Aerospace equipment suppliers with a specialty in AM have demonstrated how they can be of service. In the first half of this year, the Federal Emergency Management Agency (FEMA) called upon them to help produce medical and personal protective equipment, and within just a few days they were delivering finished product, noted Scott Sevcik, vice president for the aerospace segment of Stratasys, a global leader in additive manufacturing technology.
“An industry that’s often viewed as stodgy and cumbersome really turned on a dime, and they were able to do it because they’ve built up a level of expertise with industrial 3D printing and equipment,” he said.
Fast Radius, a manufacturing technology company, was one of the enterprises who helped meet the government’s urgent call for increased production of medical gear, and found additive manufacturing to be ideal for accelerated production. It’s now seeing demand from aerospace suppliers for a rapid turnaround in the production of components for maintaining aircraft and those needing repair and overhaul. The company has worked with some customers to convert various products made using traditional manufacturing processes to 3D printing, allowing those suppliers to continue to operate their factories in support of MRO service providers. “Additive allows for a much quicker digital alternative to cutting an injection molding tool or setting up a line for stamping or any other traditional manufacturing technology where it just takes a very long time to ramp that up,” Schroeder said.
While AM has demonstrated its ability to adapt quickly to the current environment, it remains to be seen how many component and tooling suppliers will actually fast-track the process, according to Paula Hay, vice president for additive manufacturing engineering and technology at Collins Aerospace. “Because there’s so much uncertainty and slowdown in aviation right now, it’s unclear whether organizations will invest the resources to advance AM or reserve them for running daily operations,” she said. “If we do see an uptick in new adoptions, it will most likely be first in tools and then spread more to parts.”

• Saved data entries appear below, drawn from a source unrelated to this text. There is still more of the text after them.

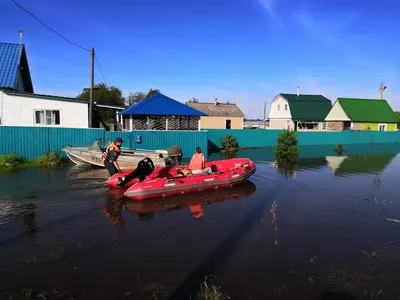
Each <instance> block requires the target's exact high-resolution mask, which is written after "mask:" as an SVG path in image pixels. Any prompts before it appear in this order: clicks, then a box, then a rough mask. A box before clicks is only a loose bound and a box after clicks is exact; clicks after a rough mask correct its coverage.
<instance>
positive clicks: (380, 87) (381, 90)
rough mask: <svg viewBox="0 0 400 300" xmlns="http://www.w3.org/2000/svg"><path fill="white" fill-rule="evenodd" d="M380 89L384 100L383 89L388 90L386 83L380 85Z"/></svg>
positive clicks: (381, 93)
mask: <svg viewBox="0 0 400 300" xmlns="http://www.w3.org/2000/svg"><path fill="white" fill-rule="evenodd" d="M379 90H380V91H381V100H383V99H384V97H383V91H384V90H386V85H383V82H381V84H380V85H379Z"/></svg>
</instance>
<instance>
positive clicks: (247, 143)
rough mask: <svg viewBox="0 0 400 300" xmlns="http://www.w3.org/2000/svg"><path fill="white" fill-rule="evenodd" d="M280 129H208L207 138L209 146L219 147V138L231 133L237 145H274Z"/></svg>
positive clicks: (258, 145) (219, 142)
mask: <svg viewBox="0 0 400 300" xmlns="http://www.w3.org/2000/svg"><path fill="white" fill-rule="evenodd" d="M279 133H281V130H243V129H230V130H229V129H210V130H208V140H209V146H210V148H215V146H217V147H221V138H222V139H223V138H224V137H225V136H226V135H232V136H233V137H235V138H236V140H237V141H238V143H239V147H267V146H273V145H275V142H276V138H277V137H278V135H279Z"/></svg>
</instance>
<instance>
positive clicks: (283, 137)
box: [275, 130, 299, 161]
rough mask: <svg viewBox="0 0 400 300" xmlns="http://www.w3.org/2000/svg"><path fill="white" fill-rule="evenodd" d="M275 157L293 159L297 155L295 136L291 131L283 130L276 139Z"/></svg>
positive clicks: (286, 159)
mask: <svg viewBox="0 0 400 300" xmlns="http://www.w3.org/2000/svg"><path fill="white" fill-rule="evenodd" d="M276 142H277V143H276V145H275V157H276V158H277V159H278V160H280V159H284V160H289V161H290V160H293V159H297V157H298V156H299V147H298V146H297V137H296V134H295V133H294V132H293V131H289V130H284V131H283V132H282V133H281V134H279V136H278V138H277V139H276Z"/></svg>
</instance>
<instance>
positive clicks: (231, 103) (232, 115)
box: [186, 102, 244, 118]
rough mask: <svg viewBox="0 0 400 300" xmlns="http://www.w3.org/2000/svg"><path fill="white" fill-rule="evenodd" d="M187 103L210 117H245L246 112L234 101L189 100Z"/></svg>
mask: <svg viewBox="0 0 400 300" xmlns="http://www.w3.org/2000/svg"><path fill="white" fill-rule="evenodd" d="M186 105H188V106H190V107H192V108H194V109H197V110H199V111H201V112H203V113H205V114H206V115H207V116H210V117H241V118H243V117H244V113H243V112H242V111H241V110H240V108H239V107H238V106H237V105H236V104H232V103H218V104H215V102H214V103H211V102H187V103H186Z"/></svg>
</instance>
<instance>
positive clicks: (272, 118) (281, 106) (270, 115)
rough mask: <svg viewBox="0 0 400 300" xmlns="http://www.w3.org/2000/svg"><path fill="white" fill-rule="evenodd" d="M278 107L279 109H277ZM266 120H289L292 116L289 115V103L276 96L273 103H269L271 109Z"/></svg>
mask: <svg viewBox="0 0 400 300" xmlns="http://www.w3.org/2000/svg"><path fill="white" fill-rule="evenodd" d="M285 105H287V110H285ZM278 107H279V109H278ZM268 119H270V120H272V119H287V120H291V119H292V115H291V113H290V106H289V102H288V101H286V99H285V98H283V97H282V96H278V97H277V98H276V99H275V100H274V101H272V103H271V108H270V110H269V113H268Z"/></svg>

To repair damaged aircraft parts and build large-scale parts and tooling, Collins is concentrating much of its AM technology development on directed-energy deposition (DED), a 3D printing process. DED involves combining a metal wire or a powder with an energy source to deposit material onto a build tray or an existing part directly. Parts chosen for DED are typically large without the need for tight tolerances. DED methods are capable of building very large parts, and are popular because of the rapid deposition speed. Because it closely resembles welding, DED is commonly used to repair and maintain existing parts and rapid prototyping.
In recent projects with the U.S. Air Force, Stratasys has employed innovations such as colored materials and printed textures to reduce post-processing and allowing parts to go straight from the 3D printer to the aircraft. AM color technology also enables printing of elements such as logos, serial numbers and various coding directly onto tools and parts, enabling full traceability across the entire product lifecycle.

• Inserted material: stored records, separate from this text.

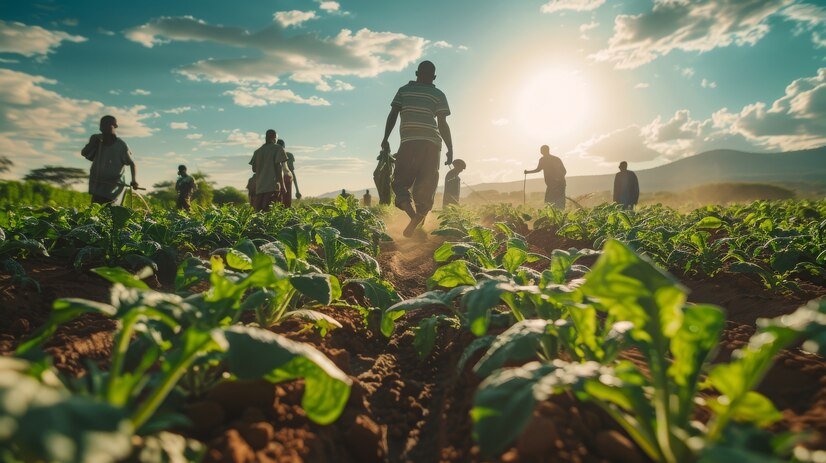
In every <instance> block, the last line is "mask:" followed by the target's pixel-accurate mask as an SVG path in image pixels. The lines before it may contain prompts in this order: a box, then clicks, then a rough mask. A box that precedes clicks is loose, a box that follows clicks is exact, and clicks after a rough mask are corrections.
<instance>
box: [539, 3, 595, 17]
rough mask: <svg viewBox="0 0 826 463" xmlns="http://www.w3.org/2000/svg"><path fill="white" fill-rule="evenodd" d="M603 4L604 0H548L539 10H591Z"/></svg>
mask: <svg viewBox="0 0 826 463" xmlns="http://www.w3.org/2000/svg"><path fill="white" fill-rule="evenodd" d="M603 4H605V0H550V1H549V2H548V3H546V4H544V5H542V7H541V8H540V11H542V12H543V13H545V14H551V13H556V12H557V11H593V10H596V9H597V8H599V7H601V6H602V5H603Z"/></svg>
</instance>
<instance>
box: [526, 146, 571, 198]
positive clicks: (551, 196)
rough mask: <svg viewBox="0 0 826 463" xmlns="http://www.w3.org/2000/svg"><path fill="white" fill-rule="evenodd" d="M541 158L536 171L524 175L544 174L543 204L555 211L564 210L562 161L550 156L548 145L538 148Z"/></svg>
mask: <svg viewBox="0 0 826 463" xmlns="http://www.w3.org/2000/svg"><path fill="white" fill-rule="evenodd" d="M539 152H540V153H542V157H541V158H539V164H537V166H536V169H534V170H526V171H525V174H534V173H536V172H539V171H540V170H541V171H542V172H543V174H545V203H547V204H552V205H553V206H554V207H556V208H557V209H565V174H566V173H568V171H566V170H565V165H564V164H562V160H561V159H559V158H558V157H556V156H554V155H552V154H551V151H550V148H548V145H542V147H541V148H539Z"/></svg>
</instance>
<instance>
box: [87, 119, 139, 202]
mask: <svg viewBox="0 0 826 463" xmlns="http://www.w3.org/2000/svg"><path fill="white" fill-rule="evenodd" d="M117 127H118V121H117V119H115V117H114V116H108V115H107V116H103V117H101V118H100V133H99V134H94V135H92V136H91V137H89V143H87V144H86V146H84V147H83V149H82V150H81V151H80V154H81V155H82V156H83V157H84V158H86V159H87V160H89V161H92V167H91V168H90V170H89V194H91V195H92V203H93V204H107V203H108V204H119V203H120V202H121V200H122V198H123V190H124V188H125V187H126V186H127V185H126V179H125V178H124V175H123V174H124V170H125V167H126V166H129V171H130V173H131V175H132V182H131V183H130V184H129V186H131V187H132V188H138V181H137V177H136V171H137V169H136V167H135V161H134V160H133V159H132V152H131V151H129V147H128V146H126V142H124V141H123V139H122V138H119V137H118V136H117V135H116V134H115V129H117Z"/></svg>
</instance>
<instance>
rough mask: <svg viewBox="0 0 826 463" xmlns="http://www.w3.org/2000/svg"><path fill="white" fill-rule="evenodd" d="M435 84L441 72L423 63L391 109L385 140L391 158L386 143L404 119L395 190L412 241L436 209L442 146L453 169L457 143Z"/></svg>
mask: <svg viewBox="0 0 826 463" xmlns="http://www.w3.org/2000/svg"><path fill="white" fill-rule="evenodd" d="M435 79H436V66H435V65H434V64H433V63H431V62H430V61H422V62H421V63H419V67H418V69H417V71H416V80H411V81H410V82H409V83H408V84H407V85H405V86H403V87H401V88H400V89H399V91H398V92H396V96H395V97H394V98H393V102H392V103H390V114H388V115H387V123H386V124H385V128H384V139H382V141H381V147H382V150H383V151H384V152H388V153H389V152H390V143H389V142H388V141H387V139H388V138H389V137H390V134H391V133H392V132H393V129H394V128H395V127H396V120H397V119H398V117H399V114H400V113H401V116H402V121H401V126H400V127H399V134H400V136H401V145H400V146H399V151H398V153H397V154H396V166H395V173H394V176H393V185H392V186H393V192H394V193H395V194H396V207H398V208H399V209H401V210H403V211H404V212H405V213H407V215H408V217H410V223H409V224H408V225H407V228H405V229H404V236H407V237H410V236H413V233H414V232H415V230H416V228H417V227H419V226H420V225H421V224H422V223H423V222H424V219H425V217H426V216H427V213H428V212H430V210H431V209H432V208H433V199H434V197H435V195H436V187H437V186H438V185H439V152H440V151H441V149H442V140H444V142H445V146H446V147H447V152H446V153H445V154H446V156H447V160H446V162H445V165H448V166H449V165H451V164H452V163H453V139H452V137H451V136H450V126H448V124H447V116H449V115H450V107H449V106H448V104H447V98H446V97H445V94H444V93H442V91H441V90H439V89H438V88H436V86H435V85H433V81H434V80H435ZM411 188H412V197H411ZM414 204H415V207H414Z"/></svg>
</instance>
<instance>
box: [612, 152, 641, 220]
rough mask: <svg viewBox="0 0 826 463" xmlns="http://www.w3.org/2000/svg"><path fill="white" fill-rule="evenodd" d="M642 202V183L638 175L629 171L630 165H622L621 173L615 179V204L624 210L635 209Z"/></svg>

Some aerospace suppliers are discovering that various AM innovations taken from other industries, such as automotive and consumer goods, may have applications to MRO service providers, noted Schroeder. For example, Fast Radius has created 3D-printed electrical connector parts for automotive uses and is now working with a large aerospace original equipment manufacturer that makes electrical components for aircraft.
Stratasys’ Sevcik believes the aerospace companies who came through for FEMA proved a point that should resonate with more aviation suppliers. “[AM] technology can be effectively used within aerospace to effect rapid change, which is exactly what you need when you’re looking at the challenges that an MRO environment experiences.”